Performance - 5.0 English

System Cache LogiCORE IP Product Guide (PG118)

Document ID
PG118
Release Date
2021-11-05
Version
5.0 English

The perceived performance is dependent on many factors such as frequency, latency and throughput. Which factor has the dominating effect is application-specific. There is also a correlation between the performance factors; for example, achieving high frequency can add latency and also wide datapaths for throughput can adversely affect frequency.

Read latency is defined as the clock cycle from the read address is accepted by the System Cache core to the cycle when first read data is available.

Write latency is defined as the clock cycle from the write address is accepted by the System Cache core to the cycle when the BRESP is valid. These calculations assume that the start of the write data is aligned to the transaction address.

Snoop latency is defined as the time from the clock cycle a snoop request is accepted by the System Cache core to the cycle when CRRESP or CDDATA is valid, whichever is last. Not all snoops result in a CDDATA transaction.

Maximum Frequencies

For details about performance, visit Performance and Resource Utilization.

CCIX Cache Latency

CCIX latency calculations are in principle defined in the same way as above in the introduction, but the time in flight on the PCIe bus is not included. Also, no additional delays due to ATS/ATC virtual address translation is included.

For the different types of transactions, this means:

  • Read: From AXI ARVALID to start of TLP request + start of TLP response to AXI RRESP
  • Write: From AXI AWVALID to start of TLP request + start of TLP response to AXI BRESP
  • Snoop: From start of TLP request to start of TLP response
  • Scrub (automatic): From timer initiation of the scrub to completion
  • Scrub (manual): From AXI control write initiation of the scrub to completion

The latency depends on many factors such as traffic from other ports and conflict with earlier transactions. The numbers in the following table assume a completely idle System Cache core.

Table 1. System Cache CCIX Latency
Type CCIX Latency
Read Hit 16
Read Miss 45 + round-trip delay on PCIe for request
Read Miss Dirty

max of:

45 + round-trip delay on PCIe for read request

39 + round-trip delay on PCIe for write request

Write Hit 16
Write Miss 44 + round-trip delay on PCIe for request
Write Miss Dirty

max of:

45 + round-trip delay on PCIe for read request

39 + round-trip delay on PCIe for write request

Snoop (missing broadcast) 23
Snoop 26
Snoop with data 33
Scrub (automatic) 11
Scrub (manual) 17

CHI Cache Latency

CHI latency calculations are defined in a similar way as CCIX, but the time in flight in the CHI domain is not included. Also, no additional delays due to ATS/ATC virtual address translation is included.

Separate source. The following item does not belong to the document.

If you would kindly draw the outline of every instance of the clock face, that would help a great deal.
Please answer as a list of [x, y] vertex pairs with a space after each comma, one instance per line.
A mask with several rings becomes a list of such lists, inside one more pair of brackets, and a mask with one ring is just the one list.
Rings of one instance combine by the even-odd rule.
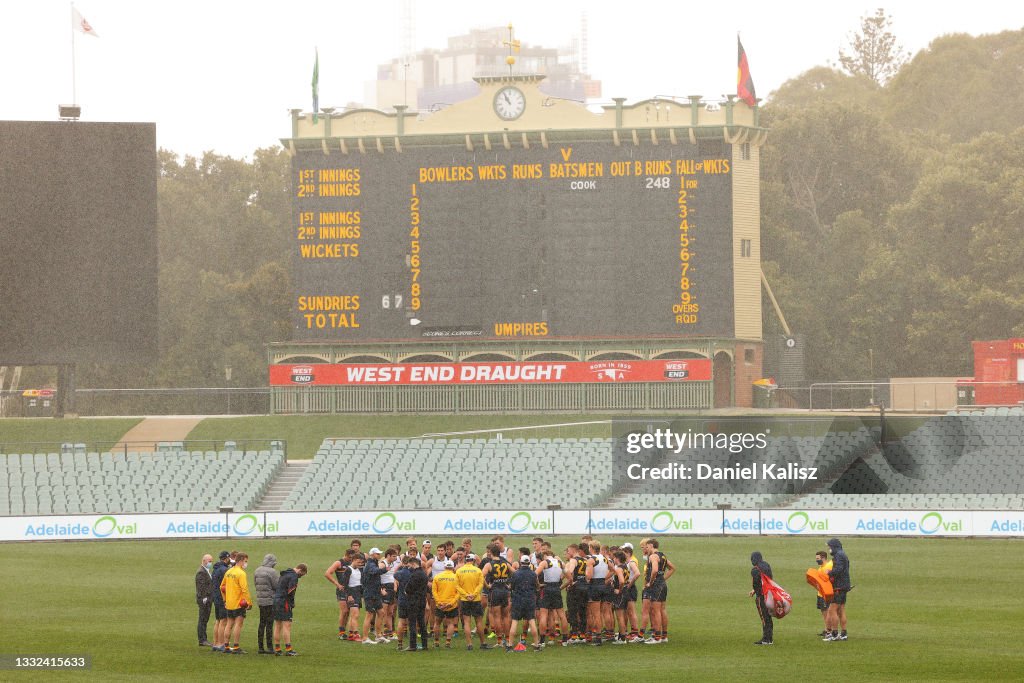
[[525, 109], [526, 96], [519, 88], [506, 86], [495, 94], [495, 114], [505, 121], [518, 119]]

For the different types of transactions, this means:

  • Read: From AXI ARVALID to request FLIT + response FLIT to AXI RRESP
  • Write: From AXI AWVALID to request FLIT + response FLIT to AXI BRESP
  • Snoop: From start of Request FLIT to start of TLP response
  • Scrub (automatic): From timer initiation of the scrub to completion
  • Scrub (manual): From AXI control write initiation of the scrub to completion

The latency depends on many factors such as traffic from other ports and conflict with earlier transactions. The numbers in the following table assume a completely idle System Cache core.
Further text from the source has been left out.